И в самом деле, никто из нас не притронулся к еде, хотя яичница на сковороде выглядела очень неплохо.
— Да, пошли, — сказал Славка Бураков. — Нечего тут чикаться.
Мы поднялись.
— Куда же вы? — всполошился Самоед. — Наготовили вам, нажарили…
— Не пропадет, сами пожрете, — сказал Вася Стащенюк. Обычно очень спокойный и выдержанный, он неожиданно рассердился, и не столько, видать, на Самоеда, сколько на Якова. Когда мы вышли на улицу, он сразу набросился на него: — Тоже мне, агитатор!..
— А что? Я ему неплохо сказал.
— Нашел кого агитировать. Ты его руки видел? Заметил, какие они у него длинные, ниже колен. Жуть! В такие лапы лучше не попадайся. Они тебя на первом дереве вздернут, дай им только волю.
— А кто им даст волю? Я, что ли? Да если понадобится, я мигом их укорочу. По самые плечи.
— То-то же, — одобрил Стащенюк. — Вот это настоящий разговор. А то я уже подумал, свихнулся парень, баптистом каким-то стал. Вроде моего соседа, Тихона Ильича, может, знаешь? Он у джанкойских баптистов вместо попа. Липкий такой «христосик». Что ему ни скажи, у него один ответ: «Все люди — братья». А какой я ему брат, когда он, гнида этакая, против Советской власти.
— Как же ты мог такое про меня подумать? — обиделся Яков. — Разве ты не знаешь меня? Какой же я тебе баптист, какой я тебе «христосик», когда я в бога никогда не верил и не верю. Я в коммунизм верю, понятно тебе? А что значит в людей. Потому что коммунизм не боги построят, а люди.
— Конечно люди, но только не такие, как Самоед.
— Да в нем людского уже ничего нет. Родился человеком, а превратился в животное. И даже не в животное. С животного какой спрос — оно на четвереньках живет. А этот на двух ногах.

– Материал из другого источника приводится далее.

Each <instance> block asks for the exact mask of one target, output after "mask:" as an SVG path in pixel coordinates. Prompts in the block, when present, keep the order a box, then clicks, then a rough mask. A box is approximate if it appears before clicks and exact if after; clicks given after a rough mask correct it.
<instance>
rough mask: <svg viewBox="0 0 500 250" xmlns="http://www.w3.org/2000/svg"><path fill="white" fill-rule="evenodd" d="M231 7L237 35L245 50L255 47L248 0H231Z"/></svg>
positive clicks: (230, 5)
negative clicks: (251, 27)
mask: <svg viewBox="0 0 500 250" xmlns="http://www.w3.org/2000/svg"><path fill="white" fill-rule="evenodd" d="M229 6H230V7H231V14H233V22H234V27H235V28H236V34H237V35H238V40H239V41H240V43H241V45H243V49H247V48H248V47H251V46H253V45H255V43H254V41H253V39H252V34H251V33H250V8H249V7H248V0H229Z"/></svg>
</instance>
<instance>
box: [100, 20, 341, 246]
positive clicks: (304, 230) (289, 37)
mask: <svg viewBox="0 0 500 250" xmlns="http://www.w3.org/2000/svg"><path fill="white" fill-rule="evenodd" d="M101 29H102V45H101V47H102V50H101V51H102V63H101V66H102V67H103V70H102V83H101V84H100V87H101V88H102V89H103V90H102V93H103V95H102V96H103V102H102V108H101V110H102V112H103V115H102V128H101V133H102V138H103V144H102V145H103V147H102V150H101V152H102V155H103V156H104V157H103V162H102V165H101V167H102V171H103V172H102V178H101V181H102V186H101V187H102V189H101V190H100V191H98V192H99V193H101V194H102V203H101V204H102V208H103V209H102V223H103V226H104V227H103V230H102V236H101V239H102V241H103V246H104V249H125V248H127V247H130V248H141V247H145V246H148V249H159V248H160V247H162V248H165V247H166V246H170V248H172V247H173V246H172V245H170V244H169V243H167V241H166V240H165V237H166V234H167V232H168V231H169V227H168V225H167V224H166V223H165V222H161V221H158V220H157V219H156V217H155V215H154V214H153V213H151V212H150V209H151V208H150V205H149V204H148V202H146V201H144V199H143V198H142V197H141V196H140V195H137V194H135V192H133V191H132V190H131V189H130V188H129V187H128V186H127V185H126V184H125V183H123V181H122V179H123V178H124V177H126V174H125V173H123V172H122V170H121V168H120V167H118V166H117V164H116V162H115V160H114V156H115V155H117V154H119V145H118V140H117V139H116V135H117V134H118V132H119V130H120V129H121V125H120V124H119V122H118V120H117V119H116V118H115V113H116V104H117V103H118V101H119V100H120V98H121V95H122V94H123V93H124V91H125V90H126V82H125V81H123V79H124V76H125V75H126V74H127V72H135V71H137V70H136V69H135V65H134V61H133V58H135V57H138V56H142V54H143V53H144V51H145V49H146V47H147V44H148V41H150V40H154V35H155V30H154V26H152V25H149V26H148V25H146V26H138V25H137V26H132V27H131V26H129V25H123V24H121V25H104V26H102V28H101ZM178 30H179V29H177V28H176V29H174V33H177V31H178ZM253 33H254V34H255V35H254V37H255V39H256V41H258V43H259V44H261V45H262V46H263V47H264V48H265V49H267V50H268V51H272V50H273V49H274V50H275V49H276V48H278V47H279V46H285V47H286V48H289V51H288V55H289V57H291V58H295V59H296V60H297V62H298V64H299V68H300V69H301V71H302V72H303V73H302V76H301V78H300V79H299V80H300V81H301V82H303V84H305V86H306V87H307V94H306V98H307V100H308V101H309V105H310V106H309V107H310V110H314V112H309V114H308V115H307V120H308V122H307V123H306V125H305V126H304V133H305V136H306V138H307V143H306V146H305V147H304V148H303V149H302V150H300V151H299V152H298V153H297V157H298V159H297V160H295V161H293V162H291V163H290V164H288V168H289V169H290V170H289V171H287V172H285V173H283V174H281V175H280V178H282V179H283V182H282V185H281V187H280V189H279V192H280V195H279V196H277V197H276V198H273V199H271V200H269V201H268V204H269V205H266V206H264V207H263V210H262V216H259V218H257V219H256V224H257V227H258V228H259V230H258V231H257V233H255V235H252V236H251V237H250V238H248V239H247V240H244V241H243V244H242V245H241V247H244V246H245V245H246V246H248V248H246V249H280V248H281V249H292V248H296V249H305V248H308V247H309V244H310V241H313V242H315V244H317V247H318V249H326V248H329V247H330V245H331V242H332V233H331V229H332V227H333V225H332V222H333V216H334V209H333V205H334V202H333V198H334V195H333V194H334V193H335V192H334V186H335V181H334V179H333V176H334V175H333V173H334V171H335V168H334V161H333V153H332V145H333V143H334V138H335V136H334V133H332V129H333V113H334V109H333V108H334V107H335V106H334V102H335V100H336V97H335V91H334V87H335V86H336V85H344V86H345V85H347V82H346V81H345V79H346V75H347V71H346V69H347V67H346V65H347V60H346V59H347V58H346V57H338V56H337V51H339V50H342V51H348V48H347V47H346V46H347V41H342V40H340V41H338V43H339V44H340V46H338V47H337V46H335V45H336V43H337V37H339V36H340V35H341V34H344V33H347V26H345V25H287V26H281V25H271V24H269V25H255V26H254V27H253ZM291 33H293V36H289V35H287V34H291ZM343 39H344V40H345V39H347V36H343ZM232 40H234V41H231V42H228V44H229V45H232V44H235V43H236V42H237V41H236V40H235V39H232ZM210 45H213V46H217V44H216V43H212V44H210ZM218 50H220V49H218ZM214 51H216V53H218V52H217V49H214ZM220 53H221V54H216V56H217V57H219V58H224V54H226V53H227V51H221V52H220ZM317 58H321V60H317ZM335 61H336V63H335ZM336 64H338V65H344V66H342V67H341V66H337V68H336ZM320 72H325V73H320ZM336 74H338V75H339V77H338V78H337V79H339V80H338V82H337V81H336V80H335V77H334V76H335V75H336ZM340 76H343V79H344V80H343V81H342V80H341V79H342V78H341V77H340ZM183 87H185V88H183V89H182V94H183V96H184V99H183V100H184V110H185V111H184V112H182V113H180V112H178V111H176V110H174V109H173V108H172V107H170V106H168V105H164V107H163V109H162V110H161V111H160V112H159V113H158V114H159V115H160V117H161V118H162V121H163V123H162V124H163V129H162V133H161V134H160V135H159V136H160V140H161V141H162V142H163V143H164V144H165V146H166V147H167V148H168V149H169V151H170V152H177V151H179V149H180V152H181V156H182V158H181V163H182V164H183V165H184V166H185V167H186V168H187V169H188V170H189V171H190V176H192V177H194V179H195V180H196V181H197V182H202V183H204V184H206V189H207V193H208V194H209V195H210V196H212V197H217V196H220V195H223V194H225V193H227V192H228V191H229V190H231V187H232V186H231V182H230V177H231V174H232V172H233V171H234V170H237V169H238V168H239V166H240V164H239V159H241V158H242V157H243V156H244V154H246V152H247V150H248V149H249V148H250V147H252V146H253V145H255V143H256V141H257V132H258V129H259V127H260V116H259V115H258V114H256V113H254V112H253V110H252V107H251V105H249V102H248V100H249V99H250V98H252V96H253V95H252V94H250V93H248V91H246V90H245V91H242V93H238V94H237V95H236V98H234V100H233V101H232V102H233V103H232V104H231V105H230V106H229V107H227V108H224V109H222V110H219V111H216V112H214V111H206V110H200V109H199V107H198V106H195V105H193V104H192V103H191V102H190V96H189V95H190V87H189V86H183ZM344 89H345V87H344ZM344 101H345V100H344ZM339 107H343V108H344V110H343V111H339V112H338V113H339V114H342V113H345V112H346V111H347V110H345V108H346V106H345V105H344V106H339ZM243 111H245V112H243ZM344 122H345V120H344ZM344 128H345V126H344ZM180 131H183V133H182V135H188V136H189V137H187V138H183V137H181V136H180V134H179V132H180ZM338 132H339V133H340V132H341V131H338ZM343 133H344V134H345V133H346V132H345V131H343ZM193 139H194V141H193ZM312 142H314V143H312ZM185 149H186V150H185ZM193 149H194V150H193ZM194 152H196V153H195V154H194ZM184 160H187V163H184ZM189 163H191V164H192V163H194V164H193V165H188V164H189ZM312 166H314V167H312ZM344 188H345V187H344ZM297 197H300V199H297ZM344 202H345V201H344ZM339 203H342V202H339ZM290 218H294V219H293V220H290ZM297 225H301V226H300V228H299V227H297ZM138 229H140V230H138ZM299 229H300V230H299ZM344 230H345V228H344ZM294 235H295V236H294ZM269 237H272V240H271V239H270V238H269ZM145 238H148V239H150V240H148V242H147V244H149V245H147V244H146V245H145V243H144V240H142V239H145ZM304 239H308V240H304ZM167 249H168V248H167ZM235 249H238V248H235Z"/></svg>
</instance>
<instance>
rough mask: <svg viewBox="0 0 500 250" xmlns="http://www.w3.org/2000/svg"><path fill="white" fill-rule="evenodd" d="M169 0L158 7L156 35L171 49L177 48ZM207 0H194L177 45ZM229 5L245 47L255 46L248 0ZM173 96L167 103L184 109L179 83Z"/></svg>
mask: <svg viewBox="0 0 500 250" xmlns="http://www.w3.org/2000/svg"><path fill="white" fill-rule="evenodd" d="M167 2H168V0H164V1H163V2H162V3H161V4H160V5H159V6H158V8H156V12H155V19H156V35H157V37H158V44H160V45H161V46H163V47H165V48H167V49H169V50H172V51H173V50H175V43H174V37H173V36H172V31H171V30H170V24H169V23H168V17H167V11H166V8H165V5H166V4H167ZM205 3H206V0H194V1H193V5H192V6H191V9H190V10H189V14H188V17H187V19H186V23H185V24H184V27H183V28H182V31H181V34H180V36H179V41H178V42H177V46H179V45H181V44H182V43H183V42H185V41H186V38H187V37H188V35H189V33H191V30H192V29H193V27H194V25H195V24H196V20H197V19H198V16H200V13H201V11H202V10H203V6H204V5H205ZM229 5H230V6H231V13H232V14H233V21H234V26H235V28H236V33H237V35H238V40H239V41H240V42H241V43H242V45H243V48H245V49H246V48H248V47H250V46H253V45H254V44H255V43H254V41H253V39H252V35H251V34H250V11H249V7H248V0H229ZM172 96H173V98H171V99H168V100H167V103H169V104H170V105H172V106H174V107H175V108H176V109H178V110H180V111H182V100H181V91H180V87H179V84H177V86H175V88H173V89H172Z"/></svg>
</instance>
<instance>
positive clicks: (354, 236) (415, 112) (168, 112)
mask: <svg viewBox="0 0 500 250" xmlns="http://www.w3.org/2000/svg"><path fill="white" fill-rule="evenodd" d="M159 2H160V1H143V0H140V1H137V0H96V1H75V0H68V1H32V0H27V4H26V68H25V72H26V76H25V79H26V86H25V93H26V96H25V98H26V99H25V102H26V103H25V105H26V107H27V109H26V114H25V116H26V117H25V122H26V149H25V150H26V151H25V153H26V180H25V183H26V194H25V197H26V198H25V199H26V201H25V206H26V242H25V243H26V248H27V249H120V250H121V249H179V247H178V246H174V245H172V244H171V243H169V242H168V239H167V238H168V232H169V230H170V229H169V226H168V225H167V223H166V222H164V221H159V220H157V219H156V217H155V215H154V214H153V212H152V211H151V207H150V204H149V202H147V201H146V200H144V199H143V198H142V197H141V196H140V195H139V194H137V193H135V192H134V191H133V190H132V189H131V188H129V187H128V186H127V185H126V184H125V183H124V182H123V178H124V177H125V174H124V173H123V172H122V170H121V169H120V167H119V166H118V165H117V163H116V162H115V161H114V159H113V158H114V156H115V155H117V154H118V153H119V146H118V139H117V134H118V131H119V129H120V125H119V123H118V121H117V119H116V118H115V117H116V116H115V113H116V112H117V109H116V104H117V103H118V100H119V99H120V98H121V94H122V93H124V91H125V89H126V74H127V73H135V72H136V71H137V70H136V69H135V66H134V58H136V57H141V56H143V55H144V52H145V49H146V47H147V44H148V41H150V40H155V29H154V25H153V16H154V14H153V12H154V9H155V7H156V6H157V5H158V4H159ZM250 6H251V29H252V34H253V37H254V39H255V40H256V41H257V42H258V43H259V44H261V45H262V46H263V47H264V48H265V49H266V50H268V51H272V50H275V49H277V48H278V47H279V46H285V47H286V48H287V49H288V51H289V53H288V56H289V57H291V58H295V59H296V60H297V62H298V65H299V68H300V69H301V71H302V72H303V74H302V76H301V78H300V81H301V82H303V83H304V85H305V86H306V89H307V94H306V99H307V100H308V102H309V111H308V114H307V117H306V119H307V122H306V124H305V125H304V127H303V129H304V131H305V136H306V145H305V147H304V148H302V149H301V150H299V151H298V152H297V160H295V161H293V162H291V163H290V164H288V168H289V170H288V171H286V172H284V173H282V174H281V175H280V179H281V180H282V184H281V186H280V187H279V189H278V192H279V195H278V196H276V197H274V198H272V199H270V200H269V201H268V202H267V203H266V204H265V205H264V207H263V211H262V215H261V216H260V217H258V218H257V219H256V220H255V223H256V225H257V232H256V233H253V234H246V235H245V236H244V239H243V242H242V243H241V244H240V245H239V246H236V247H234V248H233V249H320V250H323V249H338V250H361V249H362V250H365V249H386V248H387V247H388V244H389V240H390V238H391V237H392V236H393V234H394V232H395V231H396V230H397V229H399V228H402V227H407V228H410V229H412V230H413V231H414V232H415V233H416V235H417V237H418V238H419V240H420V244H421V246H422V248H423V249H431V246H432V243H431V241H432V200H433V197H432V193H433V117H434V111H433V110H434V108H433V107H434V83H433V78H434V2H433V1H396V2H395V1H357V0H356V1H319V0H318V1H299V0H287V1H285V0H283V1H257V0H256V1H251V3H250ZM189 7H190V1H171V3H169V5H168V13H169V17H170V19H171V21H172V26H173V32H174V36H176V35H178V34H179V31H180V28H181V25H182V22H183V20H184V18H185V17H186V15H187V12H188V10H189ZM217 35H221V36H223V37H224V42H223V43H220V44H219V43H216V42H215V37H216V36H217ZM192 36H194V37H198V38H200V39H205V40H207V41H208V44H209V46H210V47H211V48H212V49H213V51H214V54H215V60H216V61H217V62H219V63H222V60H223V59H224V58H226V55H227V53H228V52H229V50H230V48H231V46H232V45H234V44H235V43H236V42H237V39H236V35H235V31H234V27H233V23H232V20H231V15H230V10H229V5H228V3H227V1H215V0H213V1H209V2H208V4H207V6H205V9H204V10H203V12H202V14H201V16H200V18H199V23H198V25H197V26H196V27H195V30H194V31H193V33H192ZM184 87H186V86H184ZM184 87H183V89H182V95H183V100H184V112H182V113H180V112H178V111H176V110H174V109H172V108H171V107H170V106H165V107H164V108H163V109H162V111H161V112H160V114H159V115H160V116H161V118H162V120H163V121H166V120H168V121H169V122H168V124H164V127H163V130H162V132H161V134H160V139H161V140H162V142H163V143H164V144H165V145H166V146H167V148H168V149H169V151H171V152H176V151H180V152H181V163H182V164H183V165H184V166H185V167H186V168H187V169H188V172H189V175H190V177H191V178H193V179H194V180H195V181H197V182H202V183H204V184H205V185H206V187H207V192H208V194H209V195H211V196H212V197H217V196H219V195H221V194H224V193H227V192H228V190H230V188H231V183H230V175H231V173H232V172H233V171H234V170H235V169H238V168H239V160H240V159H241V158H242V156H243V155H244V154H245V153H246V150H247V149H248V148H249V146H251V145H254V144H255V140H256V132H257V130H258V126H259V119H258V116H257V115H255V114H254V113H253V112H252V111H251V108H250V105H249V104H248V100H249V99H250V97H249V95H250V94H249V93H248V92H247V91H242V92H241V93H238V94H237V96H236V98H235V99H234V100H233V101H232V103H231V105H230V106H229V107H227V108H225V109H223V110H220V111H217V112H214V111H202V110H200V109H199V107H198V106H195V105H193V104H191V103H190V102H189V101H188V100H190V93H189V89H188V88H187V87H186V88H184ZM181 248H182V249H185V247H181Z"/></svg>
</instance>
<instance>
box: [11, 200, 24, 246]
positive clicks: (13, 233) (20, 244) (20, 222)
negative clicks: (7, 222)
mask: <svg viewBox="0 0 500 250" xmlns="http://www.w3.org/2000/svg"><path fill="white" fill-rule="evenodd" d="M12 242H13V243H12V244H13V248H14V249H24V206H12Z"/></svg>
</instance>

— Так для чего же ты с ним дискуссию завел? — удивился Стащенюк. — Какой в этом толк?
— Толку, конечно, никакого. И все же мне интересно было. Может, думаю, осталось в нем еще что-то людское. Хоть кроха какая, хоть самая малость.
— А как ты это увидишь? — недоверчиво усмехнулся Стащенюк. — В микроскоп, что ли? Нет таких микроскопов.
— И не нужно… Зато глаза у него есть. Посмотришь в них….
— Ну и что, посмотрел?
— Да, посмотрел.
— И что увидел?
— Ничего. Ровным счетом ничего. — Яков, словно удивляясь, развел руками. — Пустота. Никаких признаков человека. И только на самых донышках какой-то пакостный осадок. Знаете, ребята, я вам честно скажу, противно мне стало.
— Эх ты, «шлакочист». — Стащенюк хлопнул Якова по плечу. — Конечно, противно возиться со всякой дрянью… И нас, чертяка полосатый, попутал.